School of Population and Public Health, The University of British Columbia (UBC), 2206 East Mall, Vancouver, British Columbia, V6T 1Z3, Canada.
Faculty of Forestry, The University of British Columbia, Forest Sciences Centre, 2424 Main Mall, Vancouver, BC, V6T 1Z4, Canada.
Environ Health. 2021 Mar 22;20(1):31. doi: 10.1186/s12940-021-00708-z.
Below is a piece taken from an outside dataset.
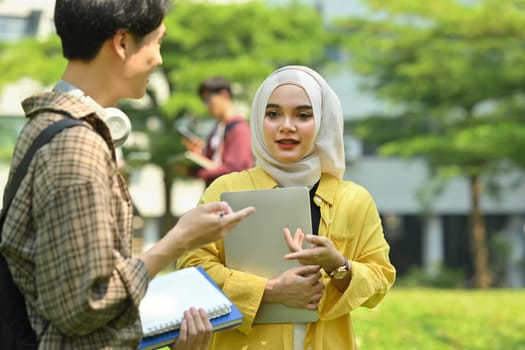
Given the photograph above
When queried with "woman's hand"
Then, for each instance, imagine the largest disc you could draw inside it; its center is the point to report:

Although the frequency and magnitude of climate change-related health hazards (CCRHHs) are likely to increase, the population vulnerabilities and corresponding health impacts are dependent on a community's exposures, pre-existing sensitivities, and adaptive capacities in response to a hazard's impact. To evaluate spatial variability in relative vulnerability, we: 1) identified climate change-related risk factors at the dissemination area level; 2) created actionable health vulnerability index scores to map community risks to extreme heat, flooding, wildfire smoke, and ground-level ozone; and 3) spatially evaluated vulnerability patterns and priority areas of action to address inequity.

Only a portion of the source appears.